The infection prevention field reached a milestone when Xenex Surfacide’s Helios Plus system became the first whole-room microbial reduction device to receive clearance from the US Food and Drug Administration (FDA) under 510(k). This landmark approval not only validates the technology but also elevates environmental hygiene as a vital pillar of patient safety by officially placing UVC microbial reduction devices under its regulatory authority. Surfacide founder and CEO Gunnar Lyslo joined Infection Control Today® to discuss what this means for the health care industry and why it is time to separate science-backed solutions from misleading claims.
Here is the interview in its entirety.
According to Lyslo, the FDA clearance marks a pivotal moment for the infection prevention community. “It establishes the critical role that health care surfaces play in patient safety,” he said, adding that no other tool in the environmental services toolkit has required FDA clearance—until now. The move underscores the seriousness with which the FDA views UVC disinfection technology. It also sends a clear message: Claims about efficacy and safety in health care environments must be backed by rigorous scientific evidence, not just marketing.
The path to FDA 510(k) clearance was neither short nor easy. UVC products were on the market for years before the FDA intervened.

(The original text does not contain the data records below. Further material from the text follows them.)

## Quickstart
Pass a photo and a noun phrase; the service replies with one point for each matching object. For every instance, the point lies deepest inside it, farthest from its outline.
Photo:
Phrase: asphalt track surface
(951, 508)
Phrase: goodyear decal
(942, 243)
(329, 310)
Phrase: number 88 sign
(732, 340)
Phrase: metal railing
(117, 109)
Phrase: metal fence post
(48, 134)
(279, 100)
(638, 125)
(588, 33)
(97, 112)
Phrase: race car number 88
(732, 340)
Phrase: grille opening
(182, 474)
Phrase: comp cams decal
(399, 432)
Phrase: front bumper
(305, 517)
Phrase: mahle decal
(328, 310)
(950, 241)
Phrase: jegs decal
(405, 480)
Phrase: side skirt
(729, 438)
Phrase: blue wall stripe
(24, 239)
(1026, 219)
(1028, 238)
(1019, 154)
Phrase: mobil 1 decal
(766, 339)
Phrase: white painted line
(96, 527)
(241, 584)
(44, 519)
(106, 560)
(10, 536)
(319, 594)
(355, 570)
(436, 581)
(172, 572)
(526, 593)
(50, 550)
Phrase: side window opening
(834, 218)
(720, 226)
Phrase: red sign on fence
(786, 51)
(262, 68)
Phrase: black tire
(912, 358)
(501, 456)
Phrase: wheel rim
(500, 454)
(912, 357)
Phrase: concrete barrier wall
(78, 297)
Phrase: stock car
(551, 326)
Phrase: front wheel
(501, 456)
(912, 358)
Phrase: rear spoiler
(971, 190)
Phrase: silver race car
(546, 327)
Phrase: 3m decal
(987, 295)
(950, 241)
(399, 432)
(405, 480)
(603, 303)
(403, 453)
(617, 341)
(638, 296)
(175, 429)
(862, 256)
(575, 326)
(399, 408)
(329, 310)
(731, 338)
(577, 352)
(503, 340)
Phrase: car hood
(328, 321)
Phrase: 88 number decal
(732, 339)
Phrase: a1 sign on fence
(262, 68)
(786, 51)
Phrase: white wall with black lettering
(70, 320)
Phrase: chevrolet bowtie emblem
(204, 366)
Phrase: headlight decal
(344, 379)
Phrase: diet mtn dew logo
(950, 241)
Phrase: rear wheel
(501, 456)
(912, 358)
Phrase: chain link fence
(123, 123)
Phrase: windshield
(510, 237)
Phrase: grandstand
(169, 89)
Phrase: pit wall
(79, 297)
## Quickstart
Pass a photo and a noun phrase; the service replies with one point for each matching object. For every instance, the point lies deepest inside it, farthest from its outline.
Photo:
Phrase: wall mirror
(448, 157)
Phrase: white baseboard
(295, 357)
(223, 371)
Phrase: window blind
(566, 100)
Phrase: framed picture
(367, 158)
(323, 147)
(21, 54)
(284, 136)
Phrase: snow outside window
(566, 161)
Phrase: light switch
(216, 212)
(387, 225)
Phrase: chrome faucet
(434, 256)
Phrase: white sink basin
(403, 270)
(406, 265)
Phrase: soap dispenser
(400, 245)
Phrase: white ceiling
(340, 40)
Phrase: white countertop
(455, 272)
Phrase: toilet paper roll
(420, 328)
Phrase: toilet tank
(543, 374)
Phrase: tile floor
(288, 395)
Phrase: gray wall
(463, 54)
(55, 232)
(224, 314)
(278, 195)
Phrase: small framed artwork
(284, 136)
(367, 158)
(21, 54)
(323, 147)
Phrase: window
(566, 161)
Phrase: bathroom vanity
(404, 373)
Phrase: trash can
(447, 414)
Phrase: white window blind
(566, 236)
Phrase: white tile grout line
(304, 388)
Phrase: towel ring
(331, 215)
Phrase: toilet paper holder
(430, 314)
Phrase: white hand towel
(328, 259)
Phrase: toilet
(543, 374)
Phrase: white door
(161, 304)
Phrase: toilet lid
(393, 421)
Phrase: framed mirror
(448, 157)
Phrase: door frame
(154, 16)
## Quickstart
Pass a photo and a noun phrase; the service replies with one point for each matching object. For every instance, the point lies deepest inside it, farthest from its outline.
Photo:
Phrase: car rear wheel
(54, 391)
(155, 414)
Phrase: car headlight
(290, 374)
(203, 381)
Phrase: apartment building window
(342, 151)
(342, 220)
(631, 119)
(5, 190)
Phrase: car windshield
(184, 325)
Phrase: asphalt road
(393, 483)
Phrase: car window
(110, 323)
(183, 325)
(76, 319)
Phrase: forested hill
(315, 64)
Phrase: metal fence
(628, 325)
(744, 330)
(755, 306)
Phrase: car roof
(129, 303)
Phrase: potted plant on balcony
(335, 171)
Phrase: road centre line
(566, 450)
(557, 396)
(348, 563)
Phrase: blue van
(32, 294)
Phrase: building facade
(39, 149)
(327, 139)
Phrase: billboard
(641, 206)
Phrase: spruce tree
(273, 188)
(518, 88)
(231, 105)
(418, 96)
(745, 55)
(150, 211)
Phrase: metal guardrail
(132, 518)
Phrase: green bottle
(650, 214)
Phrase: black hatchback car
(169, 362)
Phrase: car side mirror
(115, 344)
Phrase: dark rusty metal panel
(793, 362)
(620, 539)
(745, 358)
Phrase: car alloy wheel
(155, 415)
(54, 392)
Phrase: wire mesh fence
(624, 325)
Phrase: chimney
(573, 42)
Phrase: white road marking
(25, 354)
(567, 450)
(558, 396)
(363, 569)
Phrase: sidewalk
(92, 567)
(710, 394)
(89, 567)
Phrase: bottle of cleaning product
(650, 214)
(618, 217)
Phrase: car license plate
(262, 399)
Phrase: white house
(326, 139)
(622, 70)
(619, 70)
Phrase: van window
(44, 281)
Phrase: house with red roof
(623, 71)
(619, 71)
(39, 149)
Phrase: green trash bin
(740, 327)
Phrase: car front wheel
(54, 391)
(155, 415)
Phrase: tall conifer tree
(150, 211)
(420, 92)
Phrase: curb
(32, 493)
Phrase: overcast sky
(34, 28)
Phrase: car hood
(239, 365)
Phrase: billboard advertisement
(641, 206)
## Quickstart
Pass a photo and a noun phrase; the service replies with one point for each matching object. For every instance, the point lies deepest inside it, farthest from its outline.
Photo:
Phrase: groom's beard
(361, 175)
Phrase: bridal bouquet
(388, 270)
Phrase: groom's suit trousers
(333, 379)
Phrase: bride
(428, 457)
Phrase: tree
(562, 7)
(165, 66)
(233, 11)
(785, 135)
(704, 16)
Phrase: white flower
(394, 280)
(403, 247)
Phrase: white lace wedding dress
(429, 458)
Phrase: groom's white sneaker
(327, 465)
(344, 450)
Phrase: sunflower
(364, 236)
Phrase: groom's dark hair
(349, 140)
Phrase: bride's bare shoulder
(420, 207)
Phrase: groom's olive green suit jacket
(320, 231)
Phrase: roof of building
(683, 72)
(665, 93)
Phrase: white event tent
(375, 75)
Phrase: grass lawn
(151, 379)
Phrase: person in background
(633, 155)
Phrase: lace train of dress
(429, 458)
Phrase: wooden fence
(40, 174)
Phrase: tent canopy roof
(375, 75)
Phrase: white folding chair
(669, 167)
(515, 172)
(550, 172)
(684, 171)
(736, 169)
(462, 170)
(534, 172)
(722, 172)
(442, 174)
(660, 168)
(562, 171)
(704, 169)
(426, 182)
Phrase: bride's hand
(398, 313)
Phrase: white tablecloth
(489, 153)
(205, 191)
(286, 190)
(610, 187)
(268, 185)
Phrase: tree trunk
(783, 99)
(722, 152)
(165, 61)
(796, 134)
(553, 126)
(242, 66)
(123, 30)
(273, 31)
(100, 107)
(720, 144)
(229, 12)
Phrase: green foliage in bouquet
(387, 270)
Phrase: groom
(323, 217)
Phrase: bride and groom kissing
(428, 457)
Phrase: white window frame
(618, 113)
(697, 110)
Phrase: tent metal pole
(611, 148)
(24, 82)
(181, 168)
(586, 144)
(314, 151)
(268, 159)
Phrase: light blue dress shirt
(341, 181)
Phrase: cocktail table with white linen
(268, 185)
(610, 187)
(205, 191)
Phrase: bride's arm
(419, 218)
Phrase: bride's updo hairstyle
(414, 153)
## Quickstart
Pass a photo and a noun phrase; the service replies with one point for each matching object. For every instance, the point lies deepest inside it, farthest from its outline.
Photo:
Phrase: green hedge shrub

Initially, companies could sell UVC devices during the COVID-19 public health emergency if they held safety data on file and met criteria for low-level disinfection. Post-pandemic, however, the rules changed. All manufacturers now must submit efficacy and safety data for FDA review before selling their products.
In a unique regulatory twist, no existing category previously covered UVC whole-room disinfection systems, so the FDA required a “de novo” submission—essentially creating a new classification and predicate. Surfacide’s Helios Plus was the first system to meet this new standard.
Lyslo emphasized that this shift is more than regulatory housekeeping—it’s about protecting patients. Many UVC manufacturers continue to promote devices without FDA clearance, often using peer-reviewed studies as stand-ins for regulatory approval. But Lyslo is clear: scientific papers aren’t enough. Only FDA-reviewed data that demonstrate efficacy under worst-case conditions—specific distances, h8s, angles, and dose requirements—are valid for clearance.
This misalignment has led to confusion among health care decision-makers. Lyslo advised that any UV disinfection vendor should be asked a simple question: “Are you FDA authorized?” If they can’t provide documentation, the conversation should end.
As the FDA begins enforcing its new classification, the landscape of UVC disinfection in health care is poised to shift dramatically. “We fully expect the FDA to begin enforcement,” Lyslo said, noting that currently only 2 companies are authorized to sell UVC systems to U.S. health care institutions.
Despite the competitive advantage, Lyslo encourages other companies to follow Surfacide’s lead. “It levels the playing field,” he said. “If you’re making claims about microbial reduction, submit your data to the FDA and let them evaluate it.”
Ultimately, Lyslo believes that the FDA’s involvement is beneficial for the field. “This elevates the work we do in infection prevention,” he said. “And that benefits everyone, especially the patients we’re here to protect.”